Venice High School in LA featured in the hit movie Grease as John Travolta and Olivia Newton-John battled with their raging hormones.

But in Creek the school is the backdrop for a battle over conflicting educational philosophies in this thought-provoking documentary which centres around Creek, a bright but failing Latino teenager.

Life is far too easy at Venice High Creek admits as he fills in his own absence note on the school bus and gets re-admitted without a word after an unexplained absence of one and a half months.

He says: "It's weird how people get around it. Nobody seems to give a damn."

Lessons, if you can call them that, consist of being sat in front of a TV watching "I Love Lucy" or making Valentines Cards - this for a youth in his last year in high school.

Dad is dead while mum spends her time veering between bouts of self improvement in the gym and at adult school and alcoholic binges while Creek wanders the streets until the early hours.

Thus the scene is set for educationalists of left and right to state what needs to be done for America's 40 million state educated children.

We meet a liberal teacher who calls for an end to exams because they are culturally biased while right-winger Chester Finn says this would deny kids the chance to get ahead.

Instead he advocates vouchers to empower parents and smash up a failing educational bureaucracy.

While liberals label vouchers as a stance of the white elite the documentary moves to Detroit where black Reverend Ellis Smith is making a success of the voucher system running a disciplined school for his deprived community.

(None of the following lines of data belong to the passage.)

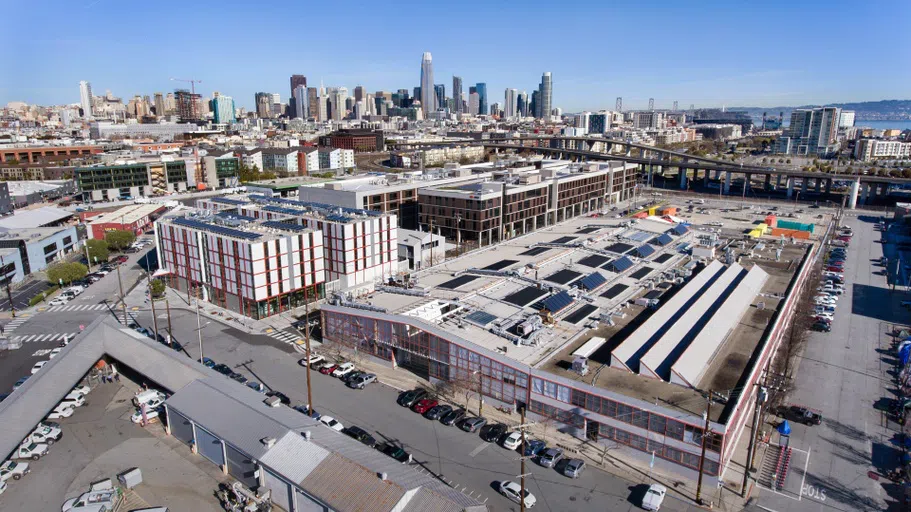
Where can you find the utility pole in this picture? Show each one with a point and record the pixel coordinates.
(757, 412)
(705, 435)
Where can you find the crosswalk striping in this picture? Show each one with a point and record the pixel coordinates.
(285, 336)
(38, 338)
(79, 307)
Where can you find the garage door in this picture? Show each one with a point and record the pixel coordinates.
(209, 446)
(241, 467)
(280, 490)
(180, 426)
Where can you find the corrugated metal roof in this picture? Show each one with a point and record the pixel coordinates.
(345, 485)
(294, 457)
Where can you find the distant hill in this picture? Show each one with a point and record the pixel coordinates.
(885, 110)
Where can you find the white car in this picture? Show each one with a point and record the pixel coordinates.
(512, 441)
(38, 366)
(104, 500)
(513, 490)
(654, 497)
(30, 450)
(332, 423)
(61, 412)
(343, 369)
(150, 414)
(13, 469)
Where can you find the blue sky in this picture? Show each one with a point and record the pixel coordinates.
(705, 53)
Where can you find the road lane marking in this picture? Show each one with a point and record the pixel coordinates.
(479, 449)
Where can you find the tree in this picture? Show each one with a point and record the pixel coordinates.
(119, 239)
(97, 249)
(157, 288)
(66, 272)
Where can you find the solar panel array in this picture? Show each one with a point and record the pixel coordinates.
(214, 228)
(558, 302)
(288, 226)
(481, 318)
(592, 281)
(664, 239)
(644, 251)
(621, 264)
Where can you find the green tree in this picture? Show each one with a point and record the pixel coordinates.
(119, 239)
(66, 272)
(157, 288)
(97, 249)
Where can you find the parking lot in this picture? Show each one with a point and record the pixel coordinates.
(99, 441)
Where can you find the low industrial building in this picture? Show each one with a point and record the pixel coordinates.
(271, 449)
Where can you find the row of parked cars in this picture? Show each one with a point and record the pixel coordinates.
(832, 285)
(46, 433)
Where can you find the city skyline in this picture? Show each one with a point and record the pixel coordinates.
(722, 65)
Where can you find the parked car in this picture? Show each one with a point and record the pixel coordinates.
(13, 469)
(452, 417)
(38, 366)
(573, 468)
(409, 398)
(361, 381)
(549, 457)
(654, 497)
(512, 441)
(361, 435)
(395, 452)
(472, 425)
(328, 368)
(493, 433)
(343, 369)
(438, 412)
(513, 491)
(30, 450)
(424, 405)
(332, 423)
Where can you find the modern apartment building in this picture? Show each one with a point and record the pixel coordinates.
(135, 179)
(251, 268)
(811, 132)
(520, 200)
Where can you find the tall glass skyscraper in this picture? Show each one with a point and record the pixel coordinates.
(481, 87)
(428, 98)
(545, 95)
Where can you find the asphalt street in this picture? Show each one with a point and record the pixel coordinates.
(842, 374)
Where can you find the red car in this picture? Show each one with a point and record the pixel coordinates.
(424, 405)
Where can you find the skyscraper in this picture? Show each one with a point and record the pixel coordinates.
(481, 87)
(457, 92)
(300, 102)
(222, 109)
(545, 96)
(510, 107)
(522, 104)
(439, 95)
(296, 81)
(428, 103)
(85, 99)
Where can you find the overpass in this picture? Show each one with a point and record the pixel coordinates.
(864, 188)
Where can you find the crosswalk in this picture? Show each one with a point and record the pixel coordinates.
(285, 337)
(79, 307)
(37, 338)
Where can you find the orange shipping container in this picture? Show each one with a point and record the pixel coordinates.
(791, 233)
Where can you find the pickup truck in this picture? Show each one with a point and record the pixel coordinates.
(13, 469)
(30, 450)
(45, 434)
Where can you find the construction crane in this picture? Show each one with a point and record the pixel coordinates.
(193, 82)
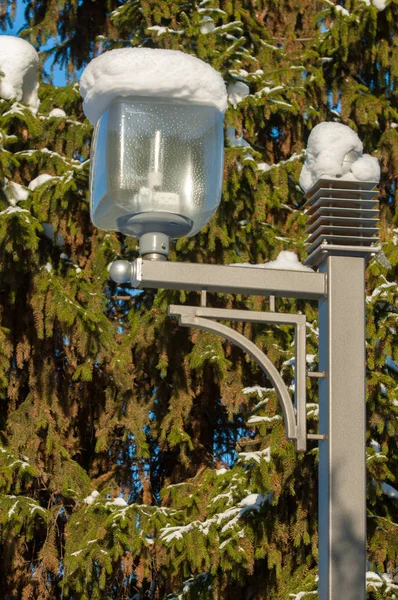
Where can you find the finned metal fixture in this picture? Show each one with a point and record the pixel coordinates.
(342, 219)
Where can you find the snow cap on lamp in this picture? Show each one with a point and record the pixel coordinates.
(157, 153)
(149, 72)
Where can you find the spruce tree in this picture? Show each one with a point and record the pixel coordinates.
(138, 459)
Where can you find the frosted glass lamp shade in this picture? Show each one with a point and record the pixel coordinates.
(156, 167)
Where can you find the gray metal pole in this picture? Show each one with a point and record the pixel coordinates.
(342, 493)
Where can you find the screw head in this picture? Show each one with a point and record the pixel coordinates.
(120, 271)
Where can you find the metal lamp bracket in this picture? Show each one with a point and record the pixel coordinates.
(204, 318)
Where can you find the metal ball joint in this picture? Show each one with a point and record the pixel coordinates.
(120, 271)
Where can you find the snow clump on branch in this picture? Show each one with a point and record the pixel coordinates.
(149, 72)
(19, 63)
(334, 151)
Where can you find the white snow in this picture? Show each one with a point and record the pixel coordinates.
(221, 471)
(119, 502)
(149, 72)
(207, 25)
(255, 389)
(50, 234)
(342, 10)
(19, 63)
(380, 4)
(256, 456)
(263, 167)
(57, 112)
(334, 151)
(91, 498)
(12, 509)
(48, 267)
(256, 420)
(12, 209)
(15, 192)
(39, 180)
(253, 501)
(389, 491)
(237, 91)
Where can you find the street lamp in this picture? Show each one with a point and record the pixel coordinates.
(156, 170)
(156, 174)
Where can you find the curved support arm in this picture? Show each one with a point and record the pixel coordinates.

He asks what is the alternative to exams? Throwing the kids out without even a chance of finding employment?

Finn leaves his ivory tower to spend some quality time with Creek but sticks to his views for a radical overhaul.

While this all acts as food for thought the problem with this documentary is that each voice is taken mainly in isolation and, save from an interesting exchange between Finn and a liberal teacher at a conference, people are never challenged on their views.

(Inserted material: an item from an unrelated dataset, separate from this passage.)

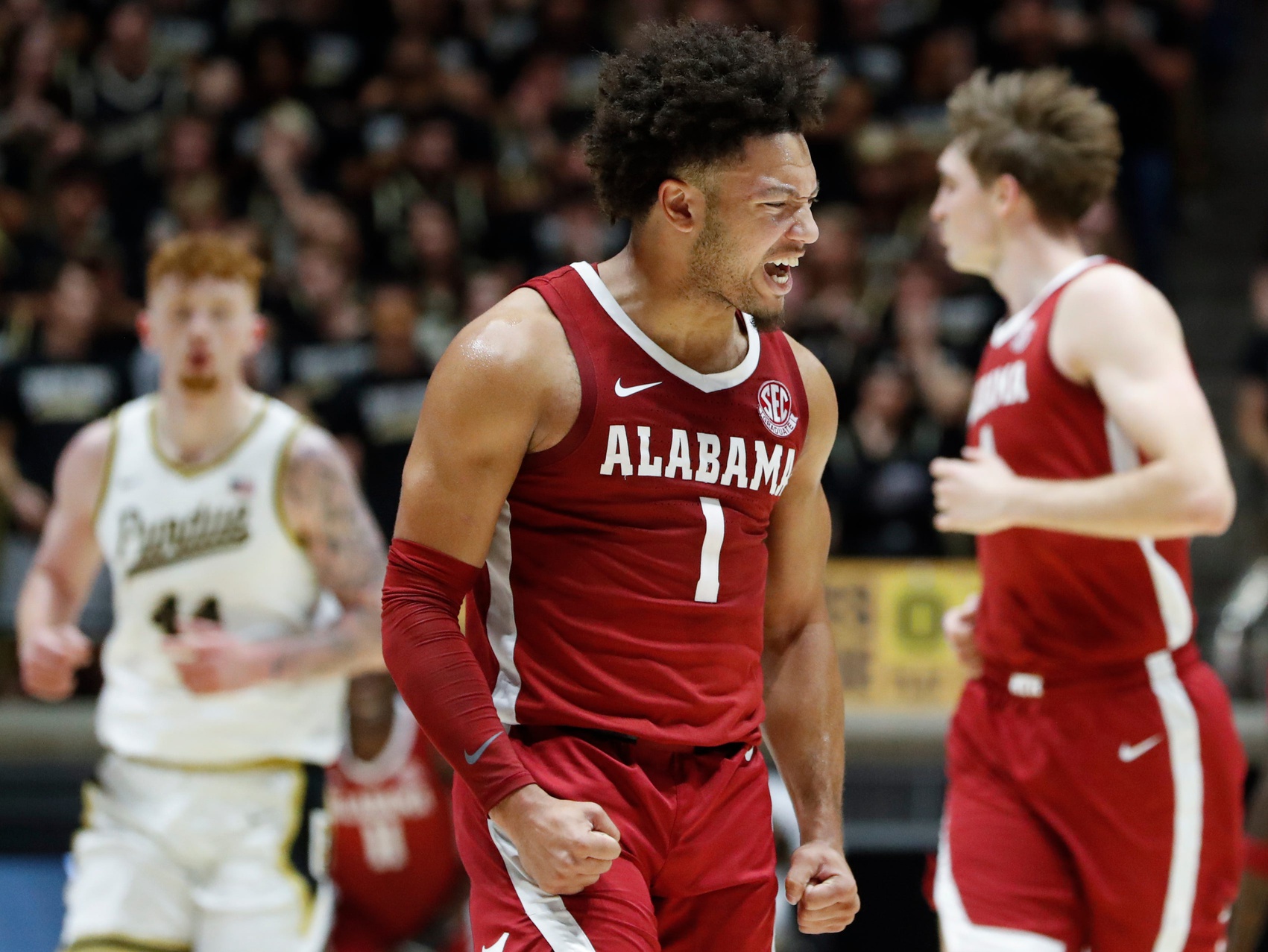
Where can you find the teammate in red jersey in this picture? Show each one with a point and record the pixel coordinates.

You are itching to put Creek, Finn, the Reverend and the politically correct teacher in a room and get them to sort it out. I want to ask the liberal teacher that if exams are culturally biased why can't they be tailored to fit different ethnic groups? Why throw the baby out with the bathwater?

And I want to ask Finn how you get teenagers on the right track when their home life is so disturbed?

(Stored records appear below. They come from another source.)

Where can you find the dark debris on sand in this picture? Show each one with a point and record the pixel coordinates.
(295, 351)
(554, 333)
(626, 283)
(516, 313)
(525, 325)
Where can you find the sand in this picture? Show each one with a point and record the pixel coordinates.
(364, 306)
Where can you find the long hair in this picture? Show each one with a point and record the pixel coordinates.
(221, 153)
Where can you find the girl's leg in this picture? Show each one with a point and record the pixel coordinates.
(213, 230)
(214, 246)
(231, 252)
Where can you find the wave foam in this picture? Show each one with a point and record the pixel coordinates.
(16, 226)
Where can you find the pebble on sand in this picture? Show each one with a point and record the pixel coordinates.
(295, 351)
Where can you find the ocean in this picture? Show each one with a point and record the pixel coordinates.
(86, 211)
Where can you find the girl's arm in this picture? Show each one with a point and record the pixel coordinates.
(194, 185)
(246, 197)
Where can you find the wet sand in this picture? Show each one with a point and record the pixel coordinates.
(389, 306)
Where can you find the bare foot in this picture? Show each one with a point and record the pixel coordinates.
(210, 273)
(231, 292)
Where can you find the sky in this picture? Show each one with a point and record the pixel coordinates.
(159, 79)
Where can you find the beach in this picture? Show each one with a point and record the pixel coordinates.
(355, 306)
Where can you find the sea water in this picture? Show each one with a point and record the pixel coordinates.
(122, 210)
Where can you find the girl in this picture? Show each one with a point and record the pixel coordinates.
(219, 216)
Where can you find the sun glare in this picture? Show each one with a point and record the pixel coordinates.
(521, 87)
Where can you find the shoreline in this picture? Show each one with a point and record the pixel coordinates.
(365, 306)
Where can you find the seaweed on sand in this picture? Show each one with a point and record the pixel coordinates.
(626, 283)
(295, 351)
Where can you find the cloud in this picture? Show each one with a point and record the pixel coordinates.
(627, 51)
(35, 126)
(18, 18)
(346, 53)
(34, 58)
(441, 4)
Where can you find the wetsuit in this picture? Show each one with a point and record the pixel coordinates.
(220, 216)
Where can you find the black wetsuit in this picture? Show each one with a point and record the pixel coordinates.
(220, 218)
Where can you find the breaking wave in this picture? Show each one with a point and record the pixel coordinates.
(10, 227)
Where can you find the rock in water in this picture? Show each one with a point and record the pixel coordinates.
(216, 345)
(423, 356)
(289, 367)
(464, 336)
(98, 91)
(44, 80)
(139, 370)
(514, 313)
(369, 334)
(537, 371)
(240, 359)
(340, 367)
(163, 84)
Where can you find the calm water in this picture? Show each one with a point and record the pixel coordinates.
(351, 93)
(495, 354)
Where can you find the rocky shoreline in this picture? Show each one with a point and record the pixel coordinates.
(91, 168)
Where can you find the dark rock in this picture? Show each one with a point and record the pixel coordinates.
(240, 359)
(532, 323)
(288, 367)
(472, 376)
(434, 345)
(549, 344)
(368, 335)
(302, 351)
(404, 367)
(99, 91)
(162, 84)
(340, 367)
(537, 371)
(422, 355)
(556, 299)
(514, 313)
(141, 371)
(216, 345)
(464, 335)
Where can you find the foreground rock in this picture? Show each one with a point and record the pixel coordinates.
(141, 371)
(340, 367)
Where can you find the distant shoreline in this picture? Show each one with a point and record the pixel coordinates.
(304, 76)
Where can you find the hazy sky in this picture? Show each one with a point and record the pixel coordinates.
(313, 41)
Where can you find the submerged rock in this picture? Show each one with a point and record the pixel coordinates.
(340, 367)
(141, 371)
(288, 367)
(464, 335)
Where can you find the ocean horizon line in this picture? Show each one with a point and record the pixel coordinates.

This documentary works as a piece of polemic and neat camera work and incidental music give it a cinematic touch rare in documentaries.

But at 85 minutes it covers too little ground and could have been cut in half without serious loss of content but it is worth watching nonetheless.

Supporting short: Tempo (USA) This delightfully human documentary covers a New York messenger service which employs disabled people who find self respect through their work. Shame about the unhappy prologue.